ECLI:NL:CRVB:2021:3094
Centrale Raad van Beroep
- Hoger beroep
- Rechtspraak.nl
Niet-ontvankelijkheid van hoger beroep wegens niet tijdig betalen griffierecht
Op 8 december 2021 heeft de Centrale Raad van Beroep uitspraak gedaan in de zaak met nummer 21/2938 WIA. Deze uitspraak betreft een hoger beroep dat door de gemachtigde van appellante, mr. E. Kafa, is ingesteld tegen een eerdere uitspraak van de rechtbank Rotterdam van 6 juli 2021. In deze procedure werd appellante gewezen op de verplichting tot betaling van het griffierecht, dat vastgesteld was op € 134,-. Appellante ontving op 19 augustus 2021 een brief waarin zij werd geïnformeerd over de verschuldigdheid van het griffierecht en de termijn waarbinnen dit betaald diende te worden. Een tweede herinnering volgde op 19 september 2021, waarin wederom werd benadrukt dat het griffierecht binnen vier weken na de datum van de brief moest zijn voldaan.

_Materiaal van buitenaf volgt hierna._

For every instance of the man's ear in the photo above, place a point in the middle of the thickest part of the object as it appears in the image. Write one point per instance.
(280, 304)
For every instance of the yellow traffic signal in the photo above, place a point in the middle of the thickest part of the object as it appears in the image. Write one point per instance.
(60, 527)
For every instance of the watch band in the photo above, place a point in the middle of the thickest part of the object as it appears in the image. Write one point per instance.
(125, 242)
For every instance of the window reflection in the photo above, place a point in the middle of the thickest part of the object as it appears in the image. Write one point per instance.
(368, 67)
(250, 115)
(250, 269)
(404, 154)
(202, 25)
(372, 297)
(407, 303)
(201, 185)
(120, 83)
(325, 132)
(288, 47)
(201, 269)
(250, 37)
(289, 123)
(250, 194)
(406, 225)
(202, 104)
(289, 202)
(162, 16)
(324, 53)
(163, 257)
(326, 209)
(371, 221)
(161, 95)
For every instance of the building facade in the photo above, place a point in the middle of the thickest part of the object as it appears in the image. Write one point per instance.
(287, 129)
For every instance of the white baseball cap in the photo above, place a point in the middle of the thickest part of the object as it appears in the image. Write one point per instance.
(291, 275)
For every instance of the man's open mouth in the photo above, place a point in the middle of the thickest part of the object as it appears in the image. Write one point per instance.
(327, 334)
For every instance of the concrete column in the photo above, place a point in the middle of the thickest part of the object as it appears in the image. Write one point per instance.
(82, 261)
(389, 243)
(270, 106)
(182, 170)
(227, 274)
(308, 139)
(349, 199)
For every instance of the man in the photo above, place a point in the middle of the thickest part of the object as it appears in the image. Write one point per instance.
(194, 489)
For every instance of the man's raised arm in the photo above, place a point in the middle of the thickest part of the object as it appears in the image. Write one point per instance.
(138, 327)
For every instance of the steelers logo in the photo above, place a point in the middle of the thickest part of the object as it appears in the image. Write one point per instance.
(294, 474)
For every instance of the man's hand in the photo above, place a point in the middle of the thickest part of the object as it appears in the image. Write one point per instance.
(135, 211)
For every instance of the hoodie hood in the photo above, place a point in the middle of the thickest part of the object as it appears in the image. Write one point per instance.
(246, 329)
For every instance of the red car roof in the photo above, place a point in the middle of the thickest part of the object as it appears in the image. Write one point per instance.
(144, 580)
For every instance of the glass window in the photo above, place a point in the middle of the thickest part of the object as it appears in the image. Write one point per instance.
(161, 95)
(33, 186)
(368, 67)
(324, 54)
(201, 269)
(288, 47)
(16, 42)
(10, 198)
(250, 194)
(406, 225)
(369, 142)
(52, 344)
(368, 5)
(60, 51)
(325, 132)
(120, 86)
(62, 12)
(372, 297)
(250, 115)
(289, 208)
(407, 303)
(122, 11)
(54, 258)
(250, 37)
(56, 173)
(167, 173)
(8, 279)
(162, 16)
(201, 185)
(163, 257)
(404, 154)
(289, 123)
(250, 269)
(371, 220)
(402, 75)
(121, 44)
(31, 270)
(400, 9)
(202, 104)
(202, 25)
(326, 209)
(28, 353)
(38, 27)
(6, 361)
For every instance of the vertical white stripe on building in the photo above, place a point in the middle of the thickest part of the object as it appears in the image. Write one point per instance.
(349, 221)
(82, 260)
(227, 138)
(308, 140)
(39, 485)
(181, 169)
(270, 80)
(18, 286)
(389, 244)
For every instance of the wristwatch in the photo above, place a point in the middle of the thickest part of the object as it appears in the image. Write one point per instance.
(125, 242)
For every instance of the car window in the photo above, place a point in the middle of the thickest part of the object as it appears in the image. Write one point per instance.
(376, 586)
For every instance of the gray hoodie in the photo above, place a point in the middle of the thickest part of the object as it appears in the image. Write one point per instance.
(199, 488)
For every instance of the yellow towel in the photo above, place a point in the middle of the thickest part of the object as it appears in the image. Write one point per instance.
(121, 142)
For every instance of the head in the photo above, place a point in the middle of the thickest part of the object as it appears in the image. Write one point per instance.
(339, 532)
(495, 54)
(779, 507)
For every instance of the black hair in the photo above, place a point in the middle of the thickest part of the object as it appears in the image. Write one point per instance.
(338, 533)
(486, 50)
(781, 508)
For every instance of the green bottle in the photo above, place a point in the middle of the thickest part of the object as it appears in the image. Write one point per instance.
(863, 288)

Echter, appellante heeft het griffierecht niet tijdig betaald. De Centrale Raad van Beroep oordeelde dat op basis van de beschikbare gegevens niet kan worden vastgesteld dat appellante niet in verzuim is geweest. Hierdoor werd het hoger beroep als kennelijk niet-ontvankelijk verklaard. De Raad heeft zonder verder onderzoek beslist dat er geen aanleiding is voor een proceskostenveroordeling. De uitspraak werd gedaan door J.P.M. Zeijen, in tegenwoordigheid van griffier H. Alajai, en is openbaar uitgesproken op dezelfde datum.